Location
- Janesville, IowaBlack Hawk and Bremer counties United States
- Coordinates: 42.649782, -92.459486

District information
- Type: Local school district
- Grades: PK-12
- Superintendent: B.J. Meaney
- Schools: 2
- Budget: $7,216,000 (2020-21)
- NCES District ID: 1915180

Students and staff
- Students: 504 (2022-23)
- Teachers: 31.15 FTE
- Staff: 33.55 FTE
- Student–teacher ratio: 16.18
- Athletic conference: Iowa Star
- District mascot: Wildcats
- Colors: Yellow and Black

Other information
- Website: www.janesville.k12.ia.us

= Janesville Consolidated Community School District =

School district in Janesville, Iowa, United States

Janesville Consolidated Community School District (JCSD) is a rural public school district operating a single Pre-Kindergarten through 12th grade public school in Janesville, Iowa.

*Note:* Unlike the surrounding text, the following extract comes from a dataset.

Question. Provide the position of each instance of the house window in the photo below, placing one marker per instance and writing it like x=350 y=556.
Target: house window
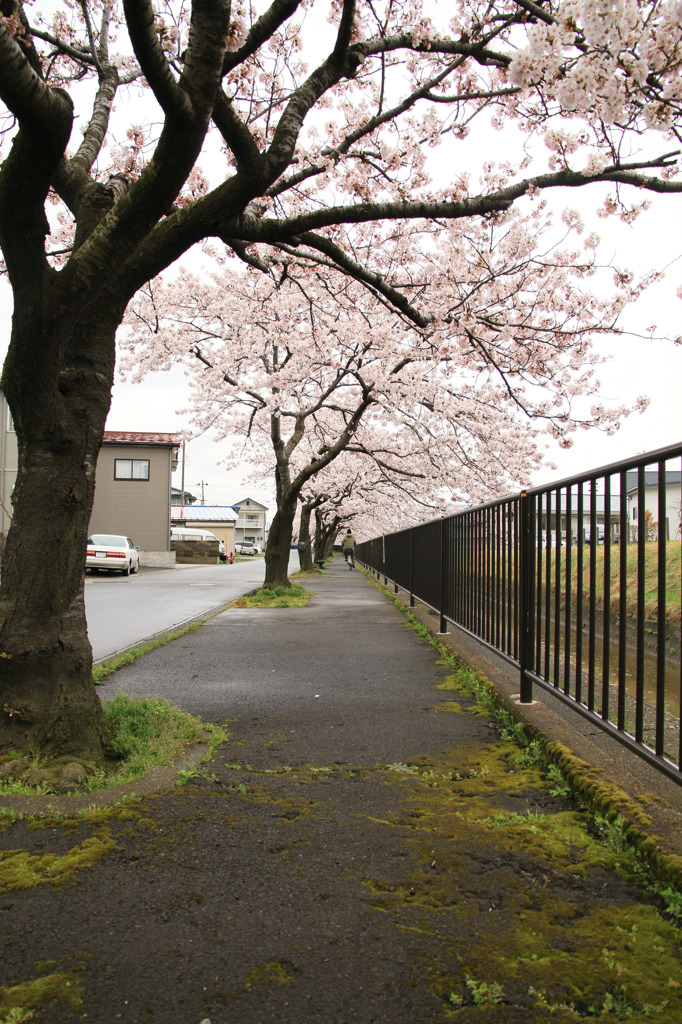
x=131 y=469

Brian J. "BJ" Meaney is currently the superintendent of schools and has been since he began the 2013–14 school year as superintendent after being hired in April 2013 by the Janesville school board.

It occupies portions of Black Hawk and Bremer counties, including the town of Janesville.

==Schools==
The district operates two schools in a single facility in Janesville:
- Janesville Elementary School
- Janesville Junior-Senior High School

=== Janesville High School ===

====Athletics====
The Wildcats compete in the Iowa Star Conference, including the following sports:

- Cross County
- Volleyball
  - 5-time Class 1A State Champions (2013, 2015, 2016, 2017, 2018)
- Football
- Basketball
- Track and Field
- Baseball
- Softball
- Wrestling
Janesville students can also participate in soccer and dance with Waverly-Shell Rock.

The Janesville volleyball program won the 1A State Volleyball Championship in the state of Iowa for four consecutive years from 2015 to 2018. They also won the state championship in 2013. The program qualified for the state tournament for a streak of nine years, spanning from 2010 through the 2018 season.